The RISC vs CISC rant was also comical. The author forgets that when they were designed there was a large difference in them, now a RISC CPU has a lot of CISC designs in it and CISC has a lot of RISC designs in it. It is to the point that they are very similar now. Also RISC V isn't "real high end chips" at all. Most of the RISC V market is in controllers for things like servos.
mode_13h - Wednesday, November 13, 2019 - linkWhile the latest ARM cores (A76+) *do* look pretty competitive, phones should quickly encounter thermal throttling.
Also, it's probably telling that Qualcomm makes a different line of SoCs for chromebooks & MS' Surface devices.
ksec - Monday, November 11, 2019 - linkNope, Nothing to do with CISC *tax* and there isn't a thing as such. And your rambling doesn't factor in cost of R&D, and amortising of it.
N0Spin - Tuesday, November 19, 2019 - linkWow. Now that's 3-4 minutes of my life I will never get back.

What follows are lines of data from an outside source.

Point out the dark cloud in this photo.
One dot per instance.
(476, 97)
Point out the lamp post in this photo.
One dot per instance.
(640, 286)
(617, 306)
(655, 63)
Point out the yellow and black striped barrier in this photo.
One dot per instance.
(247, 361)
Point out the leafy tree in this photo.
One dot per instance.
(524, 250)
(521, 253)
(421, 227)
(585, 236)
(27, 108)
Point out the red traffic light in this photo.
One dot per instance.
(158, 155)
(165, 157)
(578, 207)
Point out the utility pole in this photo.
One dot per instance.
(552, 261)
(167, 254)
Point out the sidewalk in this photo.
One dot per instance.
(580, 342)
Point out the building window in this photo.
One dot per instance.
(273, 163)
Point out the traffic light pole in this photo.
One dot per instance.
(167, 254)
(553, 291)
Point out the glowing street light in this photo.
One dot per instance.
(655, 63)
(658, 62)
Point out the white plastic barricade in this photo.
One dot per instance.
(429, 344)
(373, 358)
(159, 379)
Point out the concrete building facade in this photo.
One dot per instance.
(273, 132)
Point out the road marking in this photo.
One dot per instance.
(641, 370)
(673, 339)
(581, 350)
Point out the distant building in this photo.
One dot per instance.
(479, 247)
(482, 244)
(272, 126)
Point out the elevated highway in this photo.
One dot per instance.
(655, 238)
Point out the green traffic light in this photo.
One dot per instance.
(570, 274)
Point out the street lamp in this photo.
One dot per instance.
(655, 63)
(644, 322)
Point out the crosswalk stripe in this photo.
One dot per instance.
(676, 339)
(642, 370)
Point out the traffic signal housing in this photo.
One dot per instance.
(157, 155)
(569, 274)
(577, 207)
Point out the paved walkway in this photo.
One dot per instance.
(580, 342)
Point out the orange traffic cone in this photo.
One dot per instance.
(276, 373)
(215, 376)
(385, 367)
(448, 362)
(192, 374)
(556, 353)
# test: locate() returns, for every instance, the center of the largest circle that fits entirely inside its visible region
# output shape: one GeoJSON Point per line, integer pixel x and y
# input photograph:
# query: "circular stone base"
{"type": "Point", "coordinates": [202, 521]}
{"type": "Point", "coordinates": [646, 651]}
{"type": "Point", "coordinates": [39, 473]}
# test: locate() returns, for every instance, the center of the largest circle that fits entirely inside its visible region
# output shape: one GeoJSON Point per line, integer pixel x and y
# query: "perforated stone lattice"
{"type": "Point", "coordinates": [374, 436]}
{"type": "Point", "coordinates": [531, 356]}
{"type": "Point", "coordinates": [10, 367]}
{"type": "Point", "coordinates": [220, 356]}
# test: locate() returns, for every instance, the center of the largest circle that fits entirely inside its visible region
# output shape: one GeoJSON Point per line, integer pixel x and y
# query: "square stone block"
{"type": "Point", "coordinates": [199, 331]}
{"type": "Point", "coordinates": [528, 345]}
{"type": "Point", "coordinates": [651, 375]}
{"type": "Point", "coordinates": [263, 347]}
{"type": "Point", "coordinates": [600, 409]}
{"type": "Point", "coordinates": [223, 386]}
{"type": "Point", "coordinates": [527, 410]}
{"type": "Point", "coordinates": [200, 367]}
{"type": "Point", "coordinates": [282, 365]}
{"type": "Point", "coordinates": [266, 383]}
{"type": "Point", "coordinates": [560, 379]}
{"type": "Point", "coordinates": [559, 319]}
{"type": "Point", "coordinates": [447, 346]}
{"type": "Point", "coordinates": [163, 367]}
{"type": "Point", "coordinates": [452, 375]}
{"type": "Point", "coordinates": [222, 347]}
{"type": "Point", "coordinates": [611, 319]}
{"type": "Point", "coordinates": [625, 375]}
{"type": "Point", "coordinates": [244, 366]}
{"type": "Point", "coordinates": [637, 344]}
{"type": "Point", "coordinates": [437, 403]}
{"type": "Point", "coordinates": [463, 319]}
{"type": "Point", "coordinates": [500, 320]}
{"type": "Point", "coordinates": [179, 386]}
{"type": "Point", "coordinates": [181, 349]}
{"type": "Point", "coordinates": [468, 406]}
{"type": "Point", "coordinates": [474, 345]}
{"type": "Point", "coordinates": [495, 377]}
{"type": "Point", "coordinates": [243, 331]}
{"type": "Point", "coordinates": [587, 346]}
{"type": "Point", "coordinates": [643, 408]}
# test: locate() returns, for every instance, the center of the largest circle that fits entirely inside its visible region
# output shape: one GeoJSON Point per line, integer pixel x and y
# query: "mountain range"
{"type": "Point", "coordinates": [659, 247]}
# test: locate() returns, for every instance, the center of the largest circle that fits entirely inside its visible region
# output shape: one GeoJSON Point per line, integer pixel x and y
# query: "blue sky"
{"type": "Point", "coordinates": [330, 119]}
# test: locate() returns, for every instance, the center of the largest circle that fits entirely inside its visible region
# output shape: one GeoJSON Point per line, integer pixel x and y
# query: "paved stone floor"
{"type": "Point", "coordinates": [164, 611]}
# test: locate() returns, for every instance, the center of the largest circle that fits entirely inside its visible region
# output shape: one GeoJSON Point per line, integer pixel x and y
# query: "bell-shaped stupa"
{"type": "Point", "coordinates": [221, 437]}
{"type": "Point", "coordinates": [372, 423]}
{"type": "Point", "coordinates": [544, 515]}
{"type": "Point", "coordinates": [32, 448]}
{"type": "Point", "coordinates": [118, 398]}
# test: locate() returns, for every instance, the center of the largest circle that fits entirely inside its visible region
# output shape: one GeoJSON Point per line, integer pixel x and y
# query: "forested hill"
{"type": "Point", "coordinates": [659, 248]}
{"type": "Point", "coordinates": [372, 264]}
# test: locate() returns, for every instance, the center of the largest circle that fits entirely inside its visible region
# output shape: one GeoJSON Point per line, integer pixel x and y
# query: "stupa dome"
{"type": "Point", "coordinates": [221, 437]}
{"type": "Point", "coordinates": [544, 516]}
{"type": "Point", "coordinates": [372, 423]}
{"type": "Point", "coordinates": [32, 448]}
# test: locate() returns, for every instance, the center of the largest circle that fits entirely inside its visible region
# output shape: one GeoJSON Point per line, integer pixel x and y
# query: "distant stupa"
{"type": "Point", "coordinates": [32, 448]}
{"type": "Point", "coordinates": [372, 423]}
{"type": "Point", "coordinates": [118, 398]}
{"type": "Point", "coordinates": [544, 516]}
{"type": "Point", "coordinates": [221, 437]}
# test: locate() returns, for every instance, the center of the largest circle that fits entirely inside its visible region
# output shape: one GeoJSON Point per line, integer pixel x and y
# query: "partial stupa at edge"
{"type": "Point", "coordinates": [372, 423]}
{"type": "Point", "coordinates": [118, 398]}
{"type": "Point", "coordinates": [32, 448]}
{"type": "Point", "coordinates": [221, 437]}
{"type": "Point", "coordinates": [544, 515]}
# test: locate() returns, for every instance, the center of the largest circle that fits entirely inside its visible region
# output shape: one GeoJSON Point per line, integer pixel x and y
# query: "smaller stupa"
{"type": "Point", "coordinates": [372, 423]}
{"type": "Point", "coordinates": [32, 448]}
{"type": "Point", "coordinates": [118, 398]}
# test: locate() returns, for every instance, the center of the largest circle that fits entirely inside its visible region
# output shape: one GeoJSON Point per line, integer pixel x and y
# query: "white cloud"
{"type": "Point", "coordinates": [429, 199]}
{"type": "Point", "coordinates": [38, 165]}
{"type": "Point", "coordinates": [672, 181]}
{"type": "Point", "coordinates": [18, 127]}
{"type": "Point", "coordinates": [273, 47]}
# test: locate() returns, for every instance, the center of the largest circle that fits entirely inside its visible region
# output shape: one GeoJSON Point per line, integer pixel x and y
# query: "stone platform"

I love the minimizing and misunderstanding of even MS Office on the desktop vs. mobile versions. If the author honestly believes the crap you peddled here, I truly wonder where you come from and what 'real' offices you worked in, let alone how many 'ARM' chip based PCs you have ever attempted to utilize in a production setting.
Jorgp2 - Thursday, November 7, 2019 - linkStill better than AMDs current naming and product segmentation.
Irata - Friday, November 8, 2019 - linkCare to elaborate ?
Looking at AMD's server line up, they all have the same number of PCIe lanes, memory support and other features. The segmentation is wrt single / dual, core counts, clock speeds and in some cases cache.
Jorgp2 - Friday, November 8, 2019 - linkI'm mainly complaining about them dropping their previous naming scheme which denoted lower TDP parts right in the model number
Spunjji - Friday, November 8, 2019 - linkHe can't - it was a stupid throwaway comment with no basis in fact.